Martina Marchi rompe la tradizione: la prima tiratrice della storia
In una celebrazione propiziatoria in onore dell’Assunta da sempre dominata dalle figure dei bifolchi e degli agricoltori uomini, la scelta di affidare l’aratro alla giovane Martina ha rappresentato un passaggio fortemente simbolico, capace di coniugare il rispetto per l’identità locale con la modernità.
A soli 23 anni, Martina ha raccolto un’eredità importante e, con lo sguardo di una nuova generazione legata alla propria terra, ha mantenuto la rotta seguendo le “biffe” di orientamento posizionate nei giorni precedenti. Il risultato è stato un solco tracciato con precisione, accolto dall’emozione e dall’applauso della comunità.

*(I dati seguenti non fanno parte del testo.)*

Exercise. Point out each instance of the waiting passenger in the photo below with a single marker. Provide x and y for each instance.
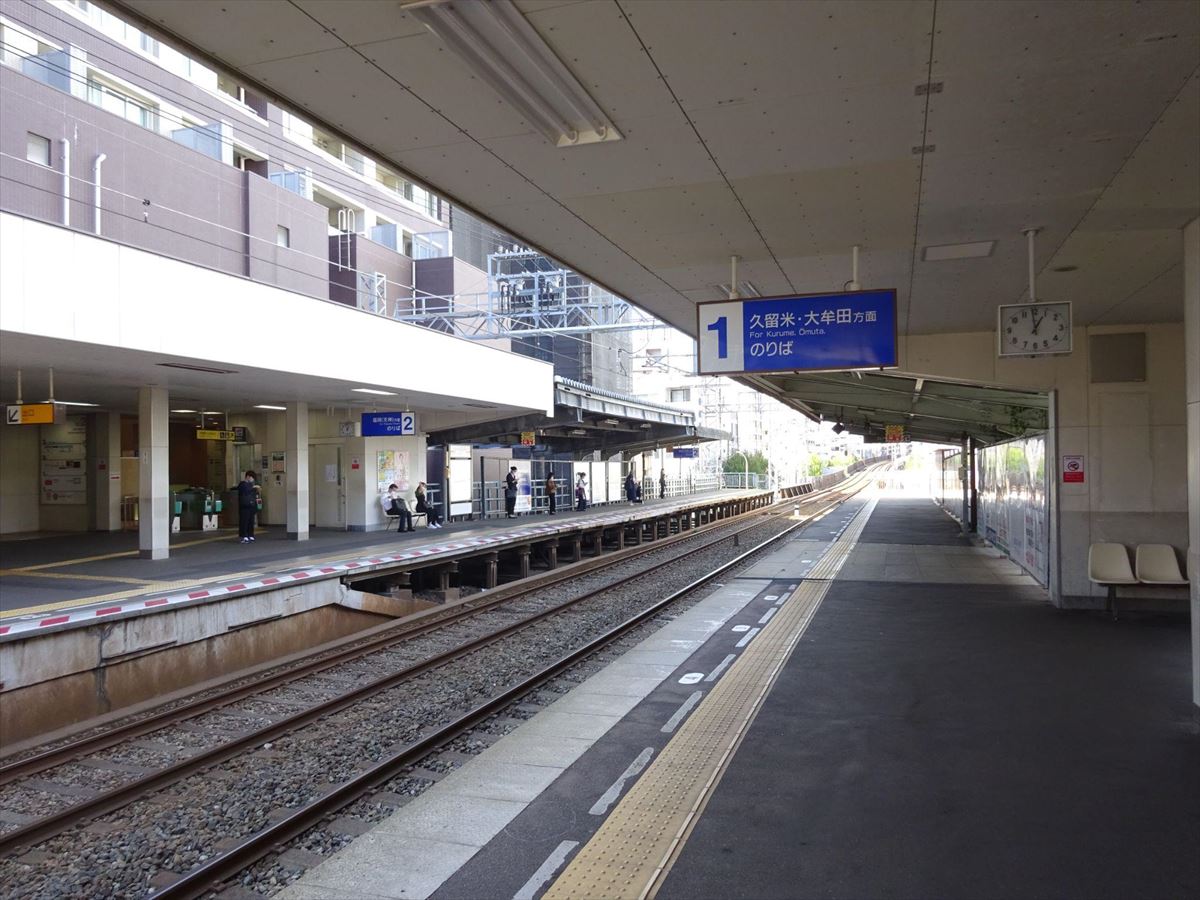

L’organizzazione della Classe 1966 e lo svolgimento del rito
A promuovere e organizzare la Festa del Solco Dritto di Valentano sono stati i “Signori della Festa”, ovvero i componenti della Classe 1966, che quest’anno hanno raccolto il testimone della tradizione facendosi custodi dell’evento.
La giornata è iniziata alle prime luci dell’alba: il corteo è partito dal centro abitato alle ore 05:30 per raggiungere i campi nella piana. Dopo la tiratura dell’aratro e la lettura del responso, i festeggiamenti sono proseguiti con la classica merenda contadina a base di vino locale e del tipico biscotto valentanese.
La manifestazione si è poi conclusa in serata con le solenni celebrazioni religiose e la suggestiva illuminazione notturna del solco, che dal belvedere del paese è apparso come una lama di luce dorata immersa nella notte della Tuscia.